Dr. Maranci is an Armenian-American researcher, writer, translator, historian, and professor at Tufts University. Her expertise is centered on the history and development of Armenian architecture, medieval Armenian history and the relationship with the Sasanian, Byzantine, and Islamic empires. She obtained her Bachelor of Arts degree in Art History at the Vassar College in 1990. She received her master’s and Ph.D. at Princeton University in the Art and Archeology department with her dissertation, Medieval Armenian Architecture in Historiography: Josef Strzygowski and his Legacy. She was an assistant professor at the University of Wisconsin–Milwaukee from 2001 to 2004, and an associate professor there through 2008. Dr.

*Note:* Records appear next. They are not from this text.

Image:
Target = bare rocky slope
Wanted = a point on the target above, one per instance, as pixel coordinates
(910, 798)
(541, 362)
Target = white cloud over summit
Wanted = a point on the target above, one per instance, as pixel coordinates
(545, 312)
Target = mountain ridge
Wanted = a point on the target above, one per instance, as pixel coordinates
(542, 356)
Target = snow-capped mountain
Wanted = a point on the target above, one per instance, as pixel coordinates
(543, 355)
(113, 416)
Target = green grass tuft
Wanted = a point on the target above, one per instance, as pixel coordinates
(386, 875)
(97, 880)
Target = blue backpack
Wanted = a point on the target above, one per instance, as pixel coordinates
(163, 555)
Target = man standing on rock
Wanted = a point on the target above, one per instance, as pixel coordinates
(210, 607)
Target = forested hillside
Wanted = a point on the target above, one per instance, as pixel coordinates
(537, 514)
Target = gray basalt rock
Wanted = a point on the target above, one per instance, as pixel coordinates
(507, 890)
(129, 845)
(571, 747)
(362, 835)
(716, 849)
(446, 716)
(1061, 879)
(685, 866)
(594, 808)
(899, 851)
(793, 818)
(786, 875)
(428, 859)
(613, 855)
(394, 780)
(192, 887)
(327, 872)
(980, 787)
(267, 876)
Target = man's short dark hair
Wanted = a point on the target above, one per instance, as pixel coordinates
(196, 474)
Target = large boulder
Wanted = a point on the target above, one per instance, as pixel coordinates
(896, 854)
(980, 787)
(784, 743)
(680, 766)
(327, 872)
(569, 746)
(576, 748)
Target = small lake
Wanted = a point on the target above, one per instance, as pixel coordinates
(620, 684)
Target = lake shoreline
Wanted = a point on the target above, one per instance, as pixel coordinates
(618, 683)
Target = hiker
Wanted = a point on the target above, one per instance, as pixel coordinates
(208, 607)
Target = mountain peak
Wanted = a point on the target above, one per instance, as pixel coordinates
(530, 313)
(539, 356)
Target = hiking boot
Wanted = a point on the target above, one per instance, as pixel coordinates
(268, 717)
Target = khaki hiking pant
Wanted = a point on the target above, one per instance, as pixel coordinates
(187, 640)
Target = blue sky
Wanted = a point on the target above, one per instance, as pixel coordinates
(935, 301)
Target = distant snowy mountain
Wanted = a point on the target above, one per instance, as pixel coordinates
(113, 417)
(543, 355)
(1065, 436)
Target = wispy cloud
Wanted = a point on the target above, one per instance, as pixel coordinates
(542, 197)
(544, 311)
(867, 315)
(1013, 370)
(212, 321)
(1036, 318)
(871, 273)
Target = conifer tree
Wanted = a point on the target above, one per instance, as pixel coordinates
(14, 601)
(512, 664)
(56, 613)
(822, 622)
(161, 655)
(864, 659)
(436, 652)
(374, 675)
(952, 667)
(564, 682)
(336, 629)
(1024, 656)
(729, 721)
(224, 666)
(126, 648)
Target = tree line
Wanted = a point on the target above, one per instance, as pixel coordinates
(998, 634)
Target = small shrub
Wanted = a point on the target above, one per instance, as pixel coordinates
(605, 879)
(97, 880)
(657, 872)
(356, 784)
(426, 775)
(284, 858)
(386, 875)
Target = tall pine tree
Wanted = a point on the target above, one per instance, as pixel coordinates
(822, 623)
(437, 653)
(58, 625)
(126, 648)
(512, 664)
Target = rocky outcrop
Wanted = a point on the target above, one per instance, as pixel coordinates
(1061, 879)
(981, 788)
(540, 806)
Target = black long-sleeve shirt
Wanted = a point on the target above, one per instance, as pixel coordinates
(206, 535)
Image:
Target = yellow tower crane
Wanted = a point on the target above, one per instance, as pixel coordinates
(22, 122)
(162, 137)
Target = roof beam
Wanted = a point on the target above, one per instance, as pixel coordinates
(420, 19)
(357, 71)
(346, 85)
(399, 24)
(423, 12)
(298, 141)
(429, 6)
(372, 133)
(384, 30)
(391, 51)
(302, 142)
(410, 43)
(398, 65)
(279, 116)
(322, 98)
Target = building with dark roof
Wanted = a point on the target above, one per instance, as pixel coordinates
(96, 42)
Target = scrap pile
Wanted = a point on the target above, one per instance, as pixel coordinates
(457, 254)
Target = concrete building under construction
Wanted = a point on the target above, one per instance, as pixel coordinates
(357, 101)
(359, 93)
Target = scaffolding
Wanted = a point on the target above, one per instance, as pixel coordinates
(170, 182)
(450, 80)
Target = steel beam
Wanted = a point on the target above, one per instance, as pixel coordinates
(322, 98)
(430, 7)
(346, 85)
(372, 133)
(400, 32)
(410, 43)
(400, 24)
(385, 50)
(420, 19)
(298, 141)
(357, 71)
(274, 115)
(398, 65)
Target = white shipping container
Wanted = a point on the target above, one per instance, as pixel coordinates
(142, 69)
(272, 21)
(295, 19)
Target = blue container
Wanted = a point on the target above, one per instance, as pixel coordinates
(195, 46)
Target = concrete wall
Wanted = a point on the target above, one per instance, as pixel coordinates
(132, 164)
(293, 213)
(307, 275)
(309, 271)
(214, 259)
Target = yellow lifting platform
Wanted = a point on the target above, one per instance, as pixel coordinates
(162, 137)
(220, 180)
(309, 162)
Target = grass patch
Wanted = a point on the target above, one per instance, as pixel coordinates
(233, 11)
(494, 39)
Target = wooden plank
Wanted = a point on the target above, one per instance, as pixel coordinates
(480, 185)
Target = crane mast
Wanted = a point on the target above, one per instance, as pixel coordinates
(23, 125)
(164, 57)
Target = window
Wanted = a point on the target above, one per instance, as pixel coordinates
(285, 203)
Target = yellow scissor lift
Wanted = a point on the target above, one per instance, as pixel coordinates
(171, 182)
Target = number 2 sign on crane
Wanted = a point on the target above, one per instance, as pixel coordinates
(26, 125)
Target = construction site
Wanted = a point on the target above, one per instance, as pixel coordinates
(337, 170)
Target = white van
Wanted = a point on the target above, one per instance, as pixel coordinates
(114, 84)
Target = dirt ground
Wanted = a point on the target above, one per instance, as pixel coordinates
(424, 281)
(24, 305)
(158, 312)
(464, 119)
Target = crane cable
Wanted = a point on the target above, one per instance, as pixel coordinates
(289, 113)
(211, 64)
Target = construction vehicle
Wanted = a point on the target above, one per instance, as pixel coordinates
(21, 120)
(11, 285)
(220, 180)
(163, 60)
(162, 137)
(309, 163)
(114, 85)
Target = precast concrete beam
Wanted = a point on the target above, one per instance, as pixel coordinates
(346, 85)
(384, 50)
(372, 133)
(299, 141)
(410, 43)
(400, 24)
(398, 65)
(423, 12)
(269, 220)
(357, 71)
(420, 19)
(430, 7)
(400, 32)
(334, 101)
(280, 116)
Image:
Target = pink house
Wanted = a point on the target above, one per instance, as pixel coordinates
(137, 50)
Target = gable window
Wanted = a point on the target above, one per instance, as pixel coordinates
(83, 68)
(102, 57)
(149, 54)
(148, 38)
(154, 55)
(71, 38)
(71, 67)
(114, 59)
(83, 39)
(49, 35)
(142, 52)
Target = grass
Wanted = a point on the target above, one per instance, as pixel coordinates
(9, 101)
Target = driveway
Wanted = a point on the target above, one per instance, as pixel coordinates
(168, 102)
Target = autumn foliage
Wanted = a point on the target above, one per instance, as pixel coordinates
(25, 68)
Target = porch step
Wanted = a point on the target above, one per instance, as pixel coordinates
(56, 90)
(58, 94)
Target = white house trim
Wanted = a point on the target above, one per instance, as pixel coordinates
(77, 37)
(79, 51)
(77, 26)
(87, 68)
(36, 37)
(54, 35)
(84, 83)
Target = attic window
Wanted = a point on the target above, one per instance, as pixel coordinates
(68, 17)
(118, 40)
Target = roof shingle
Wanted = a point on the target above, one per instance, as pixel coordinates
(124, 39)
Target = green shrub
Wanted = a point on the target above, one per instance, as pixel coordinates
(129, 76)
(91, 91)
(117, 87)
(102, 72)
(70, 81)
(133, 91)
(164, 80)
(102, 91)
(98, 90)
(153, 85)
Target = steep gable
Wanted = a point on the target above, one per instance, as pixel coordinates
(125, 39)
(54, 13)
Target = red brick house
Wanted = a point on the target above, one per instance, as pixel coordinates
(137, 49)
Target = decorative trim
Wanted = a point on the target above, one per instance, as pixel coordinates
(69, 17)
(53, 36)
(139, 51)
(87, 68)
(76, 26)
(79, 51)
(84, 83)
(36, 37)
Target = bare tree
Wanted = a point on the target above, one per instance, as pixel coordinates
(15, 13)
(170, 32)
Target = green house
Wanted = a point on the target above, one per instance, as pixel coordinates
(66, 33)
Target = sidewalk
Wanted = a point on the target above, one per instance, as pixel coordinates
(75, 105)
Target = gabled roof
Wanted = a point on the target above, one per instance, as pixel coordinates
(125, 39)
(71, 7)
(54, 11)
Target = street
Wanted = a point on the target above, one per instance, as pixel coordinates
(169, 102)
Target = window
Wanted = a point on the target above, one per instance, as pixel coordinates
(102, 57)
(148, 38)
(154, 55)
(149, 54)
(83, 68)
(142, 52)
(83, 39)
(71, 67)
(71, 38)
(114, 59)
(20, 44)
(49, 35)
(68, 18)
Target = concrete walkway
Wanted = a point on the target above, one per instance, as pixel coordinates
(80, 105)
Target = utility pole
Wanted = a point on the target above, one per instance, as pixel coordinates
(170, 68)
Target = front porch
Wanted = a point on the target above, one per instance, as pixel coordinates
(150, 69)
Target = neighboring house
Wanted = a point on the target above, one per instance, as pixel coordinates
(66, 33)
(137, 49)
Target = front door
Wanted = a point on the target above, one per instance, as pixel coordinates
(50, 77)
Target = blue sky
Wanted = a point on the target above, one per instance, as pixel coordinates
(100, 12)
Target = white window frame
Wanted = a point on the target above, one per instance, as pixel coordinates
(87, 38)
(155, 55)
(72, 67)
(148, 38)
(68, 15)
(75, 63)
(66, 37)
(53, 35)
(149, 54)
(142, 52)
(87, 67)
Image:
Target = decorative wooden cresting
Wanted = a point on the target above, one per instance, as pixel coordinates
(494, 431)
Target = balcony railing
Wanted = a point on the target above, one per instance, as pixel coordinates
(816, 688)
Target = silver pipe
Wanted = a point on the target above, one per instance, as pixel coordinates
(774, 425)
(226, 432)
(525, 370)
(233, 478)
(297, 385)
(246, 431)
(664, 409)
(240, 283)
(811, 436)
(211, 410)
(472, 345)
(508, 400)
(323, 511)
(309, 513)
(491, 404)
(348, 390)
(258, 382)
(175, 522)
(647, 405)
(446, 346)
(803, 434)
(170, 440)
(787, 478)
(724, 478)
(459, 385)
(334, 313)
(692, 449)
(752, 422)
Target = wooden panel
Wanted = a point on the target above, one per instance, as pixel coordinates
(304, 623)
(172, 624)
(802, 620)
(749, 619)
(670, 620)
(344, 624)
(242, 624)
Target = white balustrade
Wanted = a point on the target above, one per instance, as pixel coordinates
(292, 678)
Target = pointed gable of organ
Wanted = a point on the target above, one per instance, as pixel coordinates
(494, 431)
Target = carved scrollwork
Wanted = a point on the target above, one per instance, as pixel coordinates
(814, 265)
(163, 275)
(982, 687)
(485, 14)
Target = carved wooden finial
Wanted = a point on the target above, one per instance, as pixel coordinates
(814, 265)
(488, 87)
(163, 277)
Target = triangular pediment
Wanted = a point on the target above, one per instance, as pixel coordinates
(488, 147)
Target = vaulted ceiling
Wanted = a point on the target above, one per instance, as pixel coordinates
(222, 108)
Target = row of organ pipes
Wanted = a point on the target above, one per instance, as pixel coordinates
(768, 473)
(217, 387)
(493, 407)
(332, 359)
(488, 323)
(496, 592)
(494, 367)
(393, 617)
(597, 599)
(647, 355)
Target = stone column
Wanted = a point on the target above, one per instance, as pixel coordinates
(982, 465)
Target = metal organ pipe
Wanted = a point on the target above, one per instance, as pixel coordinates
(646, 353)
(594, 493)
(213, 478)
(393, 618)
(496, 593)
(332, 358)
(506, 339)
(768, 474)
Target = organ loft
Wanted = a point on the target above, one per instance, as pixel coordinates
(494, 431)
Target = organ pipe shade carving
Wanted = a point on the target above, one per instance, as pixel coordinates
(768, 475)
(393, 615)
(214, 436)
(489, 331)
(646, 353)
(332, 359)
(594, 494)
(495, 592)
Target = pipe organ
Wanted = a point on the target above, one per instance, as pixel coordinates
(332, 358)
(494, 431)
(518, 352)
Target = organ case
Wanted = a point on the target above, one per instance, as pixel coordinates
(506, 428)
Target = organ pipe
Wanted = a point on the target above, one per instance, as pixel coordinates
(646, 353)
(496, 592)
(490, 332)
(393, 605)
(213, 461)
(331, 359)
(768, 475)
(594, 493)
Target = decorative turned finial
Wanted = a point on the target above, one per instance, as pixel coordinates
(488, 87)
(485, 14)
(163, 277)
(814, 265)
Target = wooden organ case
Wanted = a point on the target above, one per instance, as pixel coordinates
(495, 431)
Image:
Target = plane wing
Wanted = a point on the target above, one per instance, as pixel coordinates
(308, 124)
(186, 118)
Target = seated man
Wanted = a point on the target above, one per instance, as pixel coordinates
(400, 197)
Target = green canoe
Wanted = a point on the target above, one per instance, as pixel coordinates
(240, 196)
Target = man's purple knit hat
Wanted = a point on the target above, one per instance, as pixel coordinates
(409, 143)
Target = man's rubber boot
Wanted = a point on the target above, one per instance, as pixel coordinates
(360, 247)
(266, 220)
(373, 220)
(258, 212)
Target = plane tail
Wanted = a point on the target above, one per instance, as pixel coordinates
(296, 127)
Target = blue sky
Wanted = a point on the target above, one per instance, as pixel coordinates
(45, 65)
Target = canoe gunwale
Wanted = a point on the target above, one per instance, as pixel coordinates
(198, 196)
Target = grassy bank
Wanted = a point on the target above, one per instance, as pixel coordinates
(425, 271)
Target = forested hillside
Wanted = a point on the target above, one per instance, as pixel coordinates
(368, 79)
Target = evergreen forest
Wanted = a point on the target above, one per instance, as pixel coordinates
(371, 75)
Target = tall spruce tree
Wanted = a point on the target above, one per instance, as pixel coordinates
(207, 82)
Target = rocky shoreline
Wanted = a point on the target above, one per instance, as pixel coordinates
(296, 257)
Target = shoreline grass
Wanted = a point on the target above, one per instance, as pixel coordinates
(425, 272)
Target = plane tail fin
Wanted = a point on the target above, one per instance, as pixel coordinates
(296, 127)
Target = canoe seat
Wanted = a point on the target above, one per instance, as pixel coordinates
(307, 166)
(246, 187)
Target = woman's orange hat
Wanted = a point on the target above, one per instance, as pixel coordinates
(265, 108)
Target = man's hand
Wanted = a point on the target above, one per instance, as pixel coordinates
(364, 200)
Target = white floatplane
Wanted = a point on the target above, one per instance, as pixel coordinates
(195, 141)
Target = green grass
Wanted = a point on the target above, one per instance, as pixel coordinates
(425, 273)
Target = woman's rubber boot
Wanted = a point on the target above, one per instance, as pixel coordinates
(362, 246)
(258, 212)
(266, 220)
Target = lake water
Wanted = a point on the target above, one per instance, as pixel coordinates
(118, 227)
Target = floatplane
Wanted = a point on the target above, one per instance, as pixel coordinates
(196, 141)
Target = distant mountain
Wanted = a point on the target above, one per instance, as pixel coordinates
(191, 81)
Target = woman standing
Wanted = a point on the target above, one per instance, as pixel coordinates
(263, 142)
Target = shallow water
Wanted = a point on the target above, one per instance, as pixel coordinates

Maranci’s most recent books include Vigilant Powers: Three Churches of Early Medieval Armenia (2015) and The Art of Armenia: An Introduction (2018).


David Proctor
Senior Lecturer at Tufts University
David.Proctor@tufts.edu

Dr. Proctor is a triple jumbo, receiving his B.A., M.A., and Ph.D. from Tufts. He has taught at Tufts as a senior section instructor and lecturer since 1996 specializing in the history of Europe, Byzantium, Southeastern Europe and papal-imperial relations. Dr. Proctor is currently a Senior Lecturer in the Department of History and serves as adjunct Senior Lecturer in the Department of Classics and a member of the Core Faculty of the International Relations program, the Archaeology program, the Middle Eastern Studies program, and the Medieval Studies program.


Souhad Zendah
Co-Director of the Middle Eastern Studies Program  and Senior Lecturer in International Literary and Cultural Studies at Tufts University
Souhad.Zendah@tufts.edu

Souhad Zendah is Co-Director of the Middle Eastern Studies Program at Tufts University and Senior Lecturer in the Department of International Literary and Cultural Studies. Professor Zendah received her Master of Education in Language and Literacy from Harvard University, and has previously taught as a lecturer in Arabic at Harvard University, Middlebury College, and the University of Maryland. She teaches all levels of Arabic, as well as courses in Arabic Literature and Arabic dialects. Professor Zendah’s primary interests include Arabic pedagogy and curriculum design, cognitive and educational consequences of bilingualism and Arabic modern literature.